🤖 AI Summary
Humanoid robots face two core challenges in achieving generalizable loco-manipulation within human environments: poor task generalization and high Sim2Real transfer cost. To address these, we propose a hierarchical control framework: a low-level whole-body controller grounded in full-body dynamics modeling, which maps torso motion commands to joint torques; and a high-level closed-loop visuomotor policy driven by visual feedback, trained via simulation-generated data and visual imitation learning for task adaptation. Crucially, the entire framework requires only a single simulation training phase to achieve successful deployment on a real Unitree G1 robot. It accomplishes ten diverse dynamic locomotion-manipulation tasks, maintains robustness under spatial disturbances, and exhibits performance gains with increased simulation data volume.
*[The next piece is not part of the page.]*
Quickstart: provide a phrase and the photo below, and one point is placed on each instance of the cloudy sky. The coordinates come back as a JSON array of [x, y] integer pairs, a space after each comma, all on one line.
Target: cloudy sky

This approach significantly reduces reliance on hand-crafted task specifications and costly real-world data collection.
📝 Abstract
Loco-manipulation is a fundamental challenge for humanoid robots to achieve versatile interactions in human environments. Although recent studies have made significant progress in humanoid whole-body control, loco-manipulation remains underexplored and often relies on hard-coded task definitions or costly real-world data collection, which limits autonomy and generalization. We present DemoHLM, a framework for humanoid loco-manipulation that enables generalizable loco-manipulation on a real humanoid robot from a single demonstration in simulation. DemoHLM adopts a hierarchy that integrates a low-level universal whole-body controller with high-level manipulation policies for multiple tasks. The whole-body controller maps whole-body motion commands to joint torques and provides omnidirectional mobility for the humanoid robot. The manipulation policies, learned in simulation via our data generation and imitation learning pipeline, command the whole-body controller with closed-loop visual feedback to execute challenging loco-manipulation tasks. Experiments show a positive correlation between the amount of synthetic data and policy performance, underscoring the effectiveness of our data generation pipeline and the data efficiency of our approach. Real-world experiments on a Unitree G1 robot equipped with an RGB-D camera validate the sim-to-real transferability of DemoHLM, demonstrating robust performance under spatial variations across ten loco-manipulation tasks.